Oh, yes (might you think). One of those performers dabbling in composition, during their spare time. Like Furtwängler, Klemperer, Dorati, Bruno Walter, Weingartner, Siegmund von Hausegger… Footnotes in the music history books, footnotes even their own biographies. Not that all performer-composers are negligible composers, mind you – Mahler and Rachmaninoff would prove the claim wrong. But performers that are significant composers are ultimately recognized by posterity, aren’t they? Those neglectec by posterity were the dabblers… (might you think).
Well. I’m dumbstruck by Schnabel’s Second Symphony. Like Mahler, Schnabel seems to have made composition a summer activity. The symphony was composed in the summers of 1941, 42 and 43, vacationing not on the shores of the Wörtherlake in Austrian Carinthia but in the mountains of New Mexico. In it I hear a lot that reminds me of Schoenberg – not something you’d expect of a “classicist” who concentrated his performing repertoire on Mozart-to-Schubert…. I’m not thinking here of a particular piece of Schoenberg , or moment in Schoenberg’s compositional evolution (Schoenberg started a late-romantic, became an atonalist, then a relatively strict twelve-tone composer, then a somewhat watered-down twelve-tone composer using the old forms of baroque music – and was derided by Boulez for doing so, in the tantrum-raising obituary-essay he titled “Schoenberg is dead” – the article can be read online). In the Symphony I hear a unique mixture of Pelleas & Melisande – Schoenberg’s arch-post-romantic style, using huge orchestral forces – and (not only in the Symphony’s flirting with atonality but also in its angularity), the First Kammersymphonie, Schoenberg’s first large-scale atonal work. Erwartung, also one of Schoenberg’s first forays into atonality, comes to mind as well: think of an Erwartung without words (which, incidentally, HAS been performed, by Hermann Scherchen). And of course, Berg, the bridge between Romanticism and twelve-tone-music, often comes to mind, especially in the imposing first-movement climaxes. Finally, in the extended Finale, the music goes over the mountain pass, and you are easily in the sound-world Schoenberg’s Variations for Orchestra, or of Roger Sessions’ mature style.
And there lies the fascination of Schnabel’s symphony to my ears, I think: it’s not your typical late-romantic work, the kind written by Zemlinsky, Franz Schmidt (his superb Fourth Symphony comes to mind, by Schnabel’s language goes way beyond), Siegmund von Hausegger (as a performer, an important early champion of Bruckner, but now en route for a discovery as a composer), Joseph Marx – or early Schoenberg: Schnabel’s is more advanced than that, although it conveys many reminiscences of that. But it’s not quite Schoenberg’s Variations op. 31 either – because precisely of all those reminiscence of a late-romantic style.

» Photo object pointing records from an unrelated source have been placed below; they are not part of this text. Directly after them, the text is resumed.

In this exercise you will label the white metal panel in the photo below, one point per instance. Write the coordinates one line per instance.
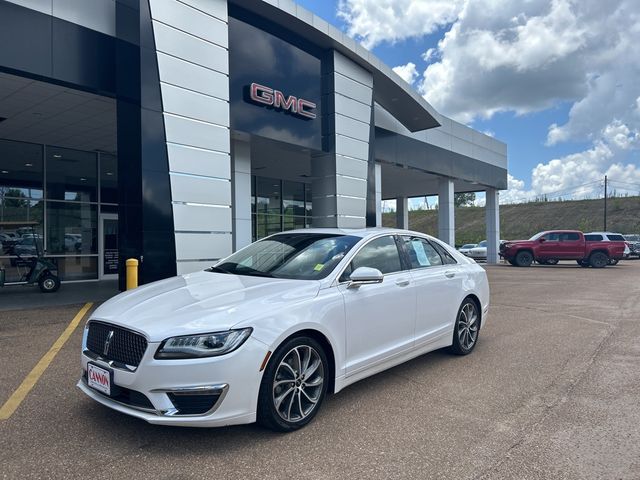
(216, 8)
(99, 15)
(194, 105)
(350, 69)
(184, 159)
(196, 218)
(212, 191)
(351, 147)
(352, 89)
(185, 46)
(196, 246)
(352, 128)
(196, 134)
(351, 108)
(190, 20)
(193, 77)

The Symphony is a huge work, in length (an hour here) as well as in scope, that can reach climaxes of awesome grandeur, and with an orchestration that is always deftly mastered, magnificently imaginative and full of ear-catching surprises (violinist-conductor Paul Zukovsky, who contributes the liner notes, has very perceptive things to say about that, speaking of an orchestration “using many instrumental ‘doublings’ that change constantly so that when conducting this work, one has an impression of timbral manipulation that is far closer to what one finds in an electronic music studio…” ). Very typical is the awesome climax at mid-point in the extend Finale (circa 8:30) followed (9:58) by a mourning solo for viola – from one extreme of the spectrum to the other extreme.
Zukovsky seems to master this complex score and marshal the Royal Philharmonic Orchestra with great mastery. His liner notes on Schnabel’s place in the developments of 20th century music are a model of intelligence. Lauds to him for his championing of the music of Schnabel, in this and other recordings published on his own label CP2. If you are into late-romanticism when it’s about to spill over into atonalism and beyond, don’t miss this.